La part des annulations baisse, les décisions de justice (jurisprudence) vont dans le sens de limiter les cas où le juge annule.

Pour rappel :  100 000 personnes par an en France sont concernées par des soins sans consentement (chiffre 2023), dont 79 000 personnes hospitalisées sans consentement (chiffre en augmentation). Et ces chiffres ne comptent pas les enfants pour lesquels on ne demande le consentement que des adultes ni les personnes auxquelles on a dit « tu acceptes sinon on fait sans consentement, t’auras encore moins de droits et ce sera plus dur de sortir ».

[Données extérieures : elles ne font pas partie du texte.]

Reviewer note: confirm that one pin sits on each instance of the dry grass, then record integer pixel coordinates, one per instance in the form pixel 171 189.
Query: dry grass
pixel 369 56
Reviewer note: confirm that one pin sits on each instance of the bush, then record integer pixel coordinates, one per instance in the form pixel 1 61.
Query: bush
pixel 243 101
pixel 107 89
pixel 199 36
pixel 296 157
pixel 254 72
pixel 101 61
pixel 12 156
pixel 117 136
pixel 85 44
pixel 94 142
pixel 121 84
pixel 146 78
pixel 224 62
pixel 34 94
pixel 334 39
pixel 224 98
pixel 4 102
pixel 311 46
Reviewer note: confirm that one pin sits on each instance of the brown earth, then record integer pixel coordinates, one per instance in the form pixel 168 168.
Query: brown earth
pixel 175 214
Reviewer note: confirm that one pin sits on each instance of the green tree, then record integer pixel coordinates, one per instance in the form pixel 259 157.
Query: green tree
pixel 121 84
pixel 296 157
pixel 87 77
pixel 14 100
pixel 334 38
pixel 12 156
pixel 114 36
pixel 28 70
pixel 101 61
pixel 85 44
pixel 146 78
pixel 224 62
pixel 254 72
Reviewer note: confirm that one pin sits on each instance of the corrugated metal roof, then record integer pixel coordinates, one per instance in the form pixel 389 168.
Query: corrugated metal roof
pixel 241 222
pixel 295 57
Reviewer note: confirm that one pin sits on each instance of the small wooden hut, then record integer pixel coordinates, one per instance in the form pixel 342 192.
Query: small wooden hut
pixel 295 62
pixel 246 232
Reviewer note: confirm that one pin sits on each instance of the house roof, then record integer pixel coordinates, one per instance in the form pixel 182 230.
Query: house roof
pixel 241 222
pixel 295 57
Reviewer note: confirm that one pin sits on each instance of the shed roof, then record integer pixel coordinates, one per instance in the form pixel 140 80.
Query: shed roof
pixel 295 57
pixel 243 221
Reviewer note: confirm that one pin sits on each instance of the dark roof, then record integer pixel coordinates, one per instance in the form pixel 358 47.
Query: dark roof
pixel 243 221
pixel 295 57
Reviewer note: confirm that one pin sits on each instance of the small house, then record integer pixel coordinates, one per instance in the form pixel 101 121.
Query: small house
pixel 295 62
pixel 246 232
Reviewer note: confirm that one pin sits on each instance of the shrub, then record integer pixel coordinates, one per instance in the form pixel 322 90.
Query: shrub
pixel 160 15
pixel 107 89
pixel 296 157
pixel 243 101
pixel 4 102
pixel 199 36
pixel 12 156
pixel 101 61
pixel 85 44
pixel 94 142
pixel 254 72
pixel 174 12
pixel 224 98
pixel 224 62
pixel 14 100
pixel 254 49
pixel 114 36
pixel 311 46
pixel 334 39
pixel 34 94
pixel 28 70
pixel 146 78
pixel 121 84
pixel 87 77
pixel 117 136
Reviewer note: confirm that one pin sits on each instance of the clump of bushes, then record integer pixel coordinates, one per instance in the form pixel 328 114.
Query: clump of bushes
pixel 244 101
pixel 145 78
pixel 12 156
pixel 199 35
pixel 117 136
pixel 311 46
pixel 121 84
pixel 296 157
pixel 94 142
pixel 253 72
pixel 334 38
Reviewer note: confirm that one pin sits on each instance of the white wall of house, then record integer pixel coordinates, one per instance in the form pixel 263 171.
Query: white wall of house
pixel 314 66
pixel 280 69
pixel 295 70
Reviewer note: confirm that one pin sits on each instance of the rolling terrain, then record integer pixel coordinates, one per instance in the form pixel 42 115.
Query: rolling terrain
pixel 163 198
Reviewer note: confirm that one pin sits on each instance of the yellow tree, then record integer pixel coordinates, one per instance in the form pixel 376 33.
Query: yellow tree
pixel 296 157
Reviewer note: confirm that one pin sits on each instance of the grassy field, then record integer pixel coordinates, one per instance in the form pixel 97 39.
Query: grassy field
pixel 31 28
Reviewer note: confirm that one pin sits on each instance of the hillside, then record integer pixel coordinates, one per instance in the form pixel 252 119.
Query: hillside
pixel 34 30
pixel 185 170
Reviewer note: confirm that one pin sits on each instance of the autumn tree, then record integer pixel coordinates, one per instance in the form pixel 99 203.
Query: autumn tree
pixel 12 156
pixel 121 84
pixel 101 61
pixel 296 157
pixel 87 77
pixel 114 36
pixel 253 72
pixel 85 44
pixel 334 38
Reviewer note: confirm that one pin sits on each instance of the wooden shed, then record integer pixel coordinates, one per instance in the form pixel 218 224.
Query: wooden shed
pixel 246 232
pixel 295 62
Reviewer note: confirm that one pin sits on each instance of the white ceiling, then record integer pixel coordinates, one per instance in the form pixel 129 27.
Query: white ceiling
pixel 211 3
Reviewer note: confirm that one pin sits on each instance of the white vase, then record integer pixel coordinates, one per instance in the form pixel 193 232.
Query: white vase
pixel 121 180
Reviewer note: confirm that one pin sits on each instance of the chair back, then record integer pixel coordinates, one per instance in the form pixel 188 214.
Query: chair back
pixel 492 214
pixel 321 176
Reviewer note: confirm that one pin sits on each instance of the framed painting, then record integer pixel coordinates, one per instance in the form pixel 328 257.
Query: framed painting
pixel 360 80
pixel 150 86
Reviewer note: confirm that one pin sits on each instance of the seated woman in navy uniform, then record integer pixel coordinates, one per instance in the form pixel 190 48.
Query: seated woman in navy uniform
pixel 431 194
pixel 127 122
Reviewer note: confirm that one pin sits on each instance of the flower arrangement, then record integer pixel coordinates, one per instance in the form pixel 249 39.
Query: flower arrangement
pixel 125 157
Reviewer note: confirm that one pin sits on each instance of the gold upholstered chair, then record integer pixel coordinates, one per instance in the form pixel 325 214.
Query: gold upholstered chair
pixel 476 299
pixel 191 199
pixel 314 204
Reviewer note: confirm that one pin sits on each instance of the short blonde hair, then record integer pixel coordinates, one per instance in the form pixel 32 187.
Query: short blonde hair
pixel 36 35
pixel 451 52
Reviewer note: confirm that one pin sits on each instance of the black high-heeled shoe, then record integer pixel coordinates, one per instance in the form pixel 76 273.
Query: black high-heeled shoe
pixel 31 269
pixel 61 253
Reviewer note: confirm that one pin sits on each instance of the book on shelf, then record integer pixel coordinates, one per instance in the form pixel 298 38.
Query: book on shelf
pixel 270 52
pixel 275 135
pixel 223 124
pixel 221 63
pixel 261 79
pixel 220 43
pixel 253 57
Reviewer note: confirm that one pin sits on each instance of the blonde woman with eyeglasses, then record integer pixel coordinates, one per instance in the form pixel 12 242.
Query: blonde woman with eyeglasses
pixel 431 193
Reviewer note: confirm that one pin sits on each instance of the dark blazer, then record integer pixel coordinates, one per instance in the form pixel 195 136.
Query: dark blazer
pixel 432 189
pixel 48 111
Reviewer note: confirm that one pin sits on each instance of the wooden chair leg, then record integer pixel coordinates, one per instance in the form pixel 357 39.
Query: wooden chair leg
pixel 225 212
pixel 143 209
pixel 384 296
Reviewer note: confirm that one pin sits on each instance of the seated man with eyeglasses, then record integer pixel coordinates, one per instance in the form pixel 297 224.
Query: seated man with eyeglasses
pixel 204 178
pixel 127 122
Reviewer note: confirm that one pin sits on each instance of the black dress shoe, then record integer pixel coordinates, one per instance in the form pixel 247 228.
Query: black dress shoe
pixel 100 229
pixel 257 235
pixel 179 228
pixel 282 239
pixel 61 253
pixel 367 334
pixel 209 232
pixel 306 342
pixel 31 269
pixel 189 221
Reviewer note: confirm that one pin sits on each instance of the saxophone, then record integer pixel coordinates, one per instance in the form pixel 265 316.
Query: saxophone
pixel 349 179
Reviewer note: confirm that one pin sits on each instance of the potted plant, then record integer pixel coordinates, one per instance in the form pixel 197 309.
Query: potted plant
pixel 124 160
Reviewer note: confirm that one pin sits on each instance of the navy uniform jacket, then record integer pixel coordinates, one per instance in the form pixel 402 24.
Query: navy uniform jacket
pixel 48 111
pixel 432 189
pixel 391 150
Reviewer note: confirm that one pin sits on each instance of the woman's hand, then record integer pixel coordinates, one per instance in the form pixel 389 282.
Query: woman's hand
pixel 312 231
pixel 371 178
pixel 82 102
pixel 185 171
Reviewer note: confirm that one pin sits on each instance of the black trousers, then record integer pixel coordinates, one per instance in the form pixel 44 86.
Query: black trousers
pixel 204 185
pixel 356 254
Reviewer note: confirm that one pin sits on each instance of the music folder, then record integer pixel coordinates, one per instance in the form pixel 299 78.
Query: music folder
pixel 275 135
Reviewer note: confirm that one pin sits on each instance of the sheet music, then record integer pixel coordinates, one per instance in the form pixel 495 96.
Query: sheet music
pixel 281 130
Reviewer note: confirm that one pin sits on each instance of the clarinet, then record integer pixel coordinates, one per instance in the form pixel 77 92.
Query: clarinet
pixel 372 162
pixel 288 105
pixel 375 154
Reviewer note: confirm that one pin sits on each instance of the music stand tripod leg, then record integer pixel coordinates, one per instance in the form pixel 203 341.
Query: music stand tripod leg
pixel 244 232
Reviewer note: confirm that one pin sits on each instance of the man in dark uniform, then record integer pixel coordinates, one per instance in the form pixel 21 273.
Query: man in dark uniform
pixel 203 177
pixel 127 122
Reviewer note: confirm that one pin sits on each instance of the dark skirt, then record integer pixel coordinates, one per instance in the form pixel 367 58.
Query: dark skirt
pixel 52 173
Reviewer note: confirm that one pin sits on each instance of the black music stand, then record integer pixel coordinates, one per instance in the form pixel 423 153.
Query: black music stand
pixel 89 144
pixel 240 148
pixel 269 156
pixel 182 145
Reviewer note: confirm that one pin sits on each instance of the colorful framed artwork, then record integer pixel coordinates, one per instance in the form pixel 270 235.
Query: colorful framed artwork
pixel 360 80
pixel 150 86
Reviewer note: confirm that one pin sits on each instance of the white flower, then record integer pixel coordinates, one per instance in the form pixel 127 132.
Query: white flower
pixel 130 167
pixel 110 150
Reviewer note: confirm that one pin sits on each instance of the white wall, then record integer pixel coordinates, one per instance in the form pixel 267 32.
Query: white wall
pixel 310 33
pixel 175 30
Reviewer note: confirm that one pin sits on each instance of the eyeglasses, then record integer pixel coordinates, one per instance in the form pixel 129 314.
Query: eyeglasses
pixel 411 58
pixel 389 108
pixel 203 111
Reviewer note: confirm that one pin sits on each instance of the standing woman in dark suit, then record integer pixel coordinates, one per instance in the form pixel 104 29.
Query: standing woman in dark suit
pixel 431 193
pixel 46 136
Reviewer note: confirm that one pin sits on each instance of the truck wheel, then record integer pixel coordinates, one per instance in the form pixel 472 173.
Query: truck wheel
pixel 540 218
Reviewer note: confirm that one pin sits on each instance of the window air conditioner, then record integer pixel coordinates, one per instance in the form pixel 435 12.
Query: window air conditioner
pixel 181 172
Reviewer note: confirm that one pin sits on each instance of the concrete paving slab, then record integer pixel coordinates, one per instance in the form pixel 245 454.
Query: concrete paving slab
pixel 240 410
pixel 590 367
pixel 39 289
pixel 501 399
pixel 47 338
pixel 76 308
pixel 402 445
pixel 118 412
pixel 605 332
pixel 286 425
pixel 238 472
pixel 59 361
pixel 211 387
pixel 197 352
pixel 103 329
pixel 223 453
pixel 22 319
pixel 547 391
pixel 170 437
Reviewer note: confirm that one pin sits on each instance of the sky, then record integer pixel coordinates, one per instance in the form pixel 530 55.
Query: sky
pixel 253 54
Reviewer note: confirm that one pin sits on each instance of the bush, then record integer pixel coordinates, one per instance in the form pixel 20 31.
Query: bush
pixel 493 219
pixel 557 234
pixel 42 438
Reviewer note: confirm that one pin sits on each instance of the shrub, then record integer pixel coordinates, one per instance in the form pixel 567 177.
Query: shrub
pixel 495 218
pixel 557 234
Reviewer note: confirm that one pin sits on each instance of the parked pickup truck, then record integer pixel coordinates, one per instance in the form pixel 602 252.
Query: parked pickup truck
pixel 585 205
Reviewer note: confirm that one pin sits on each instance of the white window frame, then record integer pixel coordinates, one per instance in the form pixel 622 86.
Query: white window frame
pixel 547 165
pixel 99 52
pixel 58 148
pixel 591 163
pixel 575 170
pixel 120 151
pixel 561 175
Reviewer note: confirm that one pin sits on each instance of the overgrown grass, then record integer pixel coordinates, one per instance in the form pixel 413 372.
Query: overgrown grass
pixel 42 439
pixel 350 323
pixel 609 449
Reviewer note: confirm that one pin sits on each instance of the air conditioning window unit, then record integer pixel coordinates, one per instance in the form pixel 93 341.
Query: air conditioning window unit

Le JLD intervient automatiquement si l’hospitalisation dure plus de 12 jours (puis après 6 mois + possibilité pour le patient ou ses proches de le saisir à tout moment) et ne juge quasiment que la procédure, si le dossier est complet, si les étapes ont été respecté. Il ne juge pas vraiment la raison de l’internement, si c’est légitime, les psys ont toute autorité sur ça. Éventuellement, il peut lever l’internement pour « absence de fondement médical » mais ça arrive par exemple quand votre dossier a été rempli par copier/coller et ne correspond pas du tout à vous.  Et il ne va pas trancher si vous arrivez à cette étape avec l’avis d’un autre psy, il ne sera pas légitime pour départager deux psys.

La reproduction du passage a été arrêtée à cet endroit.